Express Your Love With Candy And Engineering

Still don’t have anything for Valentine’s Day? We wholeheartedly suggest that you fire up that printer and get ready to fall in love with engineering all over again, because [JBV Creative] has designed a super-sweet piece of machinery that would turn the gears of anyone’s heart. He calls this the most overly-engineered candy dispenser ever, and we have to agree. It’s certainly one of the most beautiful we’ve ever seen.

There’s no electronics at all in this elegant design, just purely mechanical, hand-cranked fun. Turning the crank does two things at once — it moves a little access panel back and forth underneath the chute that governs the number of candies given, and at the same time, moves the conveyor belt along to deliver the goods to the receiving area.

This entire design is absolute genius, especially the decoupling mechanism that shuts off the flow of candy but allows the belt to keep moving.
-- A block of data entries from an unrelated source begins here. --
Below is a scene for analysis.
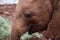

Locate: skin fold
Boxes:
[10,0,60,40]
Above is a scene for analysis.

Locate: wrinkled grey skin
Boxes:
[10,0,60,40]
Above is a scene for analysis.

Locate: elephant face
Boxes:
[11,0,52,40]
[17,0,51,34]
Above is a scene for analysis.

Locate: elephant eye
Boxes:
[24,11,32,18]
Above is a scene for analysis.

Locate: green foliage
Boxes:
[0,17,42,40]
[0,17,10,38]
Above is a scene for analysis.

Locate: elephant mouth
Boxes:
[28,23,47,34]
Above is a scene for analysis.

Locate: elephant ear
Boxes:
[28,24,47,34]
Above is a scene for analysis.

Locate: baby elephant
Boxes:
[10,0,60,40]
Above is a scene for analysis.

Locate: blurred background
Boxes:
[0,0,18,40]
[0,0,40,40]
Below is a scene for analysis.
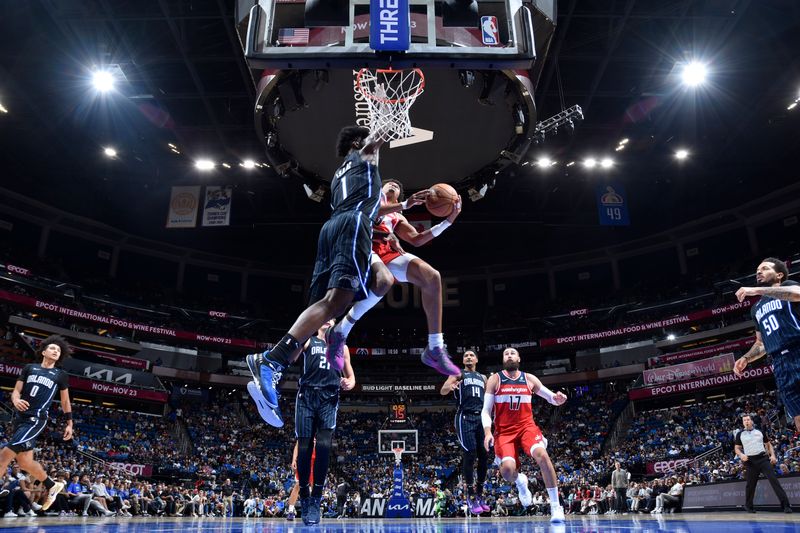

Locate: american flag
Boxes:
[278,28,309,45]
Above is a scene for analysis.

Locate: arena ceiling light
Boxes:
[194,159,216,172]
[92,70,114,93]
[681,61,708,87]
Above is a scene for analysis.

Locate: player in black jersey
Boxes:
[0,335,72,511]
[733,257,800,432]
[439,350,491,515]
[294,320,356,525]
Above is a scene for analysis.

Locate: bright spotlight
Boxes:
[194,159,214,170]
[681,61,708,87]
[92,70,114,93]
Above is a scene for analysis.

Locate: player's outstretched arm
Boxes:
[61,389,72,440]
[481,374,500,452]
[736,285,800,302]
[394,200,461,246]
[378,189,431,216]
[733,331,767,376]
[11,381,31,412]
[439,376,461,396]
[341,346,356,390]
[525,373,567,405]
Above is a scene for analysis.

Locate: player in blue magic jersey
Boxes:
[439,350,491,515]
[733,257,800,432]
[0,335,72,511]
[294,320,356,525]
[247,122,383,427]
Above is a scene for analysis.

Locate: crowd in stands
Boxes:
[0,246,796,354]
[0,380,800,517]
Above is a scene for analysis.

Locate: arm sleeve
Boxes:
[58,370,69,390]
[17,365,31,385]
[481,393,494,428]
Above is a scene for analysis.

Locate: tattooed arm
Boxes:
[736,285,800,302]
[733,331,767,376]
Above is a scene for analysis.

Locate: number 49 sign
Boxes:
[597,185,630,226]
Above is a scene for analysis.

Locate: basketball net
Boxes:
[392,448,405,465]
[356,68,425,142]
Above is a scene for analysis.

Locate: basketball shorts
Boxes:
[6,416,47,453]
[294,464,314,485]
[455,411,484,452]
[494,424,547,466]
[309,211,372,303]
[294,387,339,439]
[372,241,419,283]
[772,347,800,418]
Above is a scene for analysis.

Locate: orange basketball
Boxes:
[425,183,458,218]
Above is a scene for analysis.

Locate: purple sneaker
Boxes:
[477,496,492,513]
[421,346,461,376]
[325,326,347,372]
[469,496,484,515]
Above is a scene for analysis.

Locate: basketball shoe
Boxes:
[420,346,461,376]
[325,327,347,372]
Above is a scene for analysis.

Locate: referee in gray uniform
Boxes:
[734,415,792,513]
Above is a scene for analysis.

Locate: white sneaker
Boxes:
[517,474,533,507]
[42,481,64,511]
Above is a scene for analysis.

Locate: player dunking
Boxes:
[247,122,460,427]
[294,320,356,525]
[328,180,461,376]
[439,350,491,515]
[733,257,800,432]
[481,348,567,522]
[0,335,72,511]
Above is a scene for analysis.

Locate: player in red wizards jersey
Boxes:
[481,348,567,522]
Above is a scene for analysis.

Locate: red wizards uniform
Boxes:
[494,370,547,465]
[372,193,405,265]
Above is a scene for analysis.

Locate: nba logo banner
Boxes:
[167,186,200,228]
[369,0,411,52]
[481,17,500,46]
[203,185,233,226]
[596,185,631,226]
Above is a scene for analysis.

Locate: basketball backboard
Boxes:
[237,0,555,191]
[237,0,555,69]
[378,429,419,455]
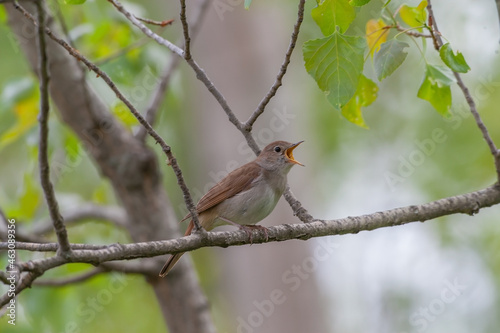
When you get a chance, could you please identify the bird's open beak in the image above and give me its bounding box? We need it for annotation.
[285,141,304,166]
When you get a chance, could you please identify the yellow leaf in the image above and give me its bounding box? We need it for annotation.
[366,19,388,57]
[399,0,427,31]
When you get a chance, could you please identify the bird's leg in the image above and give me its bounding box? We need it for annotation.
[241,224,269,242]
[219,216,269,244]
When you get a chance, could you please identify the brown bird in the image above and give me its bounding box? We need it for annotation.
[160,141,304,277]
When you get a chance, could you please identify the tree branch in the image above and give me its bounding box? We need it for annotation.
[108,0,312,222]
[245,0,306,127]
[180,0,191,60]
[135,0,209,142]
[0,184,500,306]
[14,0,204,232]
[427,0,500,182]
[36,1,71,256]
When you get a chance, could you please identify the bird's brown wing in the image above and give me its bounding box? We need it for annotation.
[196,162,261,214]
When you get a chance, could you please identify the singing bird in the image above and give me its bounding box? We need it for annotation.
[160,141,304,277]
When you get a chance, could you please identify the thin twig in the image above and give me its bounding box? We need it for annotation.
[245,0,305,131]
[180,0,191,60]
[135,0,209,142]
[390,24,432,38]
[108,0,243,129]
[14,0,203,232]
[427,0,500,183]
[33,267,109,287]
[134,15,174,27]
[36,1,71,256]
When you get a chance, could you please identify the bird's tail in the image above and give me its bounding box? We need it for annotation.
[159,220,194,277]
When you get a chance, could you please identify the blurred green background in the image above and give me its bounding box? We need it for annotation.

Be sure to watch the build video where [JBV Creative] effortlessly snap-fits the machine together without a single tool, and stay for the follow-up video where he discusses the engineering challenges and shows just how much work went into it.

Of course, there’s more than one way to overly-engineer a candy dispenser. Here’s one that finds the holy grail of peanut M&Ms — the ones that didn’t get a peanut.

6 thoughts on “Express Your Love With Candy And Engineering

  1. Hmm. I wonder. Perhaps it might be possible to make a skittles mincer that can injection mould the resulting paste? Perhaps a grinder that can remove the shells separately and then coat the resulting moulded shape after it’s formed. Maybe warm the paste and then use compressed air to cool the end product? Hmm. Skittles turned into 3D printer filament?

      1. Flashbacks to when printers used more steel shafts and switches vs sensors. HP officejets are about the best I’ve been finding these days to salvage from and only come with two typically, an 8mm and a 6mm. All the other inkjets I’ve disassembled, Lexmark and Canon only use sheet metal ways.